0

The main issue is I don't understand how the upsampling works. The AlexNet architecture has the following classifier

Dropout(),
Linear(in_features=9216, out_features=4096),
ReLU(),
Dropout(),
Linear(in_features=4096, out_features=4096),
ReLU(),
Linear(in_features=4096, out_features=1000)

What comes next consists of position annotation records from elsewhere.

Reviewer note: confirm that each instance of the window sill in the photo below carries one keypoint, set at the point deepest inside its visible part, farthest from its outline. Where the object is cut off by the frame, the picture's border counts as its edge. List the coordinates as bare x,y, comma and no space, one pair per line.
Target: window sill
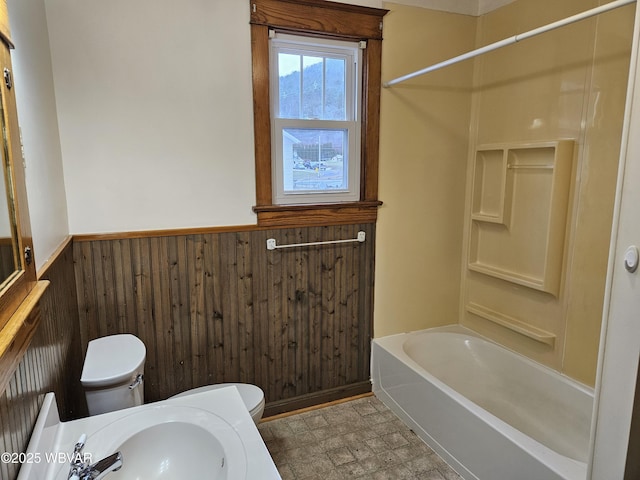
317,214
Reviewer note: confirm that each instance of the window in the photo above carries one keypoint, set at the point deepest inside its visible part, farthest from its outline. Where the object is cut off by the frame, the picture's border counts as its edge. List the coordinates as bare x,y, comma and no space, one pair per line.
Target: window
315,120
316,131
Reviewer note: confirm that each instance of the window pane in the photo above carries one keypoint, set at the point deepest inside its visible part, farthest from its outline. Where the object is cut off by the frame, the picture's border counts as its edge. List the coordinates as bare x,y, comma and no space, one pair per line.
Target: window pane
334,103
312,87
289,85
323,81
314,160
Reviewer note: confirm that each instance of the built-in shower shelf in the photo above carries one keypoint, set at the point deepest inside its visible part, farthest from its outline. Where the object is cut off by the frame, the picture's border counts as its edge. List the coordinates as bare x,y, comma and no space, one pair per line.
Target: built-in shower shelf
512,323
519,210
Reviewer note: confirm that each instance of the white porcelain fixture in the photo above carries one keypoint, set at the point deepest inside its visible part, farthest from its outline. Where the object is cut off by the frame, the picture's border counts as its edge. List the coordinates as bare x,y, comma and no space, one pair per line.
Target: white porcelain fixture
489,412
252,396
203,435
112,375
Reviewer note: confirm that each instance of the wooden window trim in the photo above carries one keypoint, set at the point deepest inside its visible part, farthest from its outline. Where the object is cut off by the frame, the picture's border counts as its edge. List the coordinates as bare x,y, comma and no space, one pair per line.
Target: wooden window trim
330,20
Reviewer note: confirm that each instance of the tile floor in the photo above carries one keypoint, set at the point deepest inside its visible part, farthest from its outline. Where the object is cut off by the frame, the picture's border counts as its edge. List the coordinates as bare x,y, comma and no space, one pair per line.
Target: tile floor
357,439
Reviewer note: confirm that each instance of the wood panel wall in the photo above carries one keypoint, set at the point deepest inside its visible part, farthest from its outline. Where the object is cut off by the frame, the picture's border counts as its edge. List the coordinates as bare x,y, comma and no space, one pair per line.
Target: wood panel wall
220,307
52,363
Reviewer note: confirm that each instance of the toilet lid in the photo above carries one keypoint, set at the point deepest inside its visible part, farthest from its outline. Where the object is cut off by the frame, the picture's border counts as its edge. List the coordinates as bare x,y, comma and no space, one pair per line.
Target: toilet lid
111,360
251,395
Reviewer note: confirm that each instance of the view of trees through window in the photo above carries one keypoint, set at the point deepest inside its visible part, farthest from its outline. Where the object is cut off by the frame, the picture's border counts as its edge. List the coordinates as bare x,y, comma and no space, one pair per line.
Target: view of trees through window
313,88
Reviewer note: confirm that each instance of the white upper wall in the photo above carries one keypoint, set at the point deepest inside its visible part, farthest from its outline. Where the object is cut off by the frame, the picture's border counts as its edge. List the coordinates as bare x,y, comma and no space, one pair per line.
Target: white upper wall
155,111
39,126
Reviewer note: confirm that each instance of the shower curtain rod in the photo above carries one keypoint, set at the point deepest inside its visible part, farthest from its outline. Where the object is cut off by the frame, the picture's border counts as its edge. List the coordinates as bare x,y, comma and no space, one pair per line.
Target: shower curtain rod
511,40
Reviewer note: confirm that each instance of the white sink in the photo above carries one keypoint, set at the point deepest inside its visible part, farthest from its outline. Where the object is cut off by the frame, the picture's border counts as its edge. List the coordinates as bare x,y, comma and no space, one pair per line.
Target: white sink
207,435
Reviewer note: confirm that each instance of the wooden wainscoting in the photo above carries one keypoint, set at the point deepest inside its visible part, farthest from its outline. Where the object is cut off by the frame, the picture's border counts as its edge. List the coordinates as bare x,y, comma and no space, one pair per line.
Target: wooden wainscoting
220,307
51,363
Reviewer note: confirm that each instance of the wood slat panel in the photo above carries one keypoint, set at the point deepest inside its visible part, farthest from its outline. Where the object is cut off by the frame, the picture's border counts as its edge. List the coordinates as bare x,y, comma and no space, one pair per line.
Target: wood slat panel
220,307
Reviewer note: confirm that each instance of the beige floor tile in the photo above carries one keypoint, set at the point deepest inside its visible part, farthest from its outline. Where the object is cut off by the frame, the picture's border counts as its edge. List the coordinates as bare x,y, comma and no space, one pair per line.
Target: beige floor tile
359,439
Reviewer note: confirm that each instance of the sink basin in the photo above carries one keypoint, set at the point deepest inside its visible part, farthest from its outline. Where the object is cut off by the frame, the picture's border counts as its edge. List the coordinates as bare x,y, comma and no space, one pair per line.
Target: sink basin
207,435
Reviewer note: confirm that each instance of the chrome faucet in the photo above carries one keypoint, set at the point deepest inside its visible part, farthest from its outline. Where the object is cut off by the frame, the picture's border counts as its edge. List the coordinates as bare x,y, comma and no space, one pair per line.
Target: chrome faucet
80,470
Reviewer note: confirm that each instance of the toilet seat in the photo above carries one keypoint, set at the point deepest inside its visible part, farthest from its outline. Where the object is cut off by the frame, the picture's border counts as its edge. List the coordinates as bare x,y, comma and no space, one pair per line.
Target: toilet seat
112,360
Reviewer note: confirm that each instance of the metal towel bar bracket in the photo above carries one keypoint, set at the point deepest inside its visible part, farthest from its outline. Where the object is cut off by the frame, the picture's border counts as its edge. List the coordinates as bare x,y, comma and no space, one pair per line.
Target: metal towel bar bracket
271,242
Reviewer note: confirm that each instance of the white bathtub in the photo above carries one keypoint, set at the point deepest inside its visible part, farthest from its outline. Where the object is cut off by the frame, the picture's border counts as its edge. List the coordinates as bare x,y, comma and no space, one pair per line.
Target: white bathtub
490,413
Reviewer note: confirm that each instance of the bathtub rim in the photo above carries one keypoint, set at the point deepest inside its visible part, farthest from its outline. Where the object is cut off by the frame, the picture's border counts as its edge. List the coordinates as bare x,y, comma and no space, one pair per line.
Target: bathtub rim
562,465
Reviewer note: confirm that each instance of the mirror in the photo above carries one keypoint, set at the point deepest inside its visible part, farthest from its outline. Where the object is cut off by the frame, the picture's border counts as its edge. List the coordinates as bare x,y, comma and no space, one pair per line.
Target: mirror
10,258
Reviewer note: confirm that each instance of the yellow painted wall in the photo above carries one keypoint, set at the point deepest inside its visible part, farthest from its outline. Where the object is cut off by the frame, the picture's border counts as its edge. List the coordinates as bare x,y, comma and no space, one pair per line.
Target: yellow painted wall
569,83
423,155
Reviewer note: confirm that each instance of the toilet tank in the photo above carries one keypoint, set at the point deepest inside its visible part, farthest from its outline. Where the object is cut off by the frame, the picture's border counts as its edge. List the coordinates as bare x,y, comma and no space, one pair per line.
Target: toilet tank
113,373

The above is used on cifar so the num classes is 1000. If we change the classifier to use FCN (following FCN for Semantic Segmentation) and use VOC we'll have 20 classes (why does the figure show 21 channels?). Images are resized to 256x256. The architecture from the paper is shown below

Figure 1

Using pytorch I have the following

class AlexNetFCN(nn.Module):

    def __init__(self):
        super().__init__()
        self.features = AlexNet().features
        self.classifier = nn.Sequential(
                nn.Dropout(),
                nn.Conv2d(256, 4096, kernel_size=6),
                nn.ReLU(),
                nn.Dropout(),
                nn.Conv2d(4096, 4096, kernel_size=1),
                nn.ReLU(),
                nn.Conv2d(4096, 20, kernel_size=1),
                )

    def forward(self, x):
        x = self.features(x)
        x = self.classifier(x)
        return x

I know after the feature portion my images are 7x7. How do i upsample back up to 256x256? Maybe nn.Bilinear but this isn't clear to me from the paper.

pmdaly
  • 1,142
  • 2
  • 21
  • 35

1 Answers1

0

You can use nn.Upsample layer, which is a wrapper around the nn.functional.interpolate function (old name is nn.functional.upsample)

Here's how it's used in a working alexnetfcn implementation:

https://github.com/monaj07/pytorch_semseg/blob/e93e96f811bcdb45c8c88380f561e87d0ccbf514/ptsemseg/models/fcn.py#L145

zwang
  • 357
  • 1
  • 8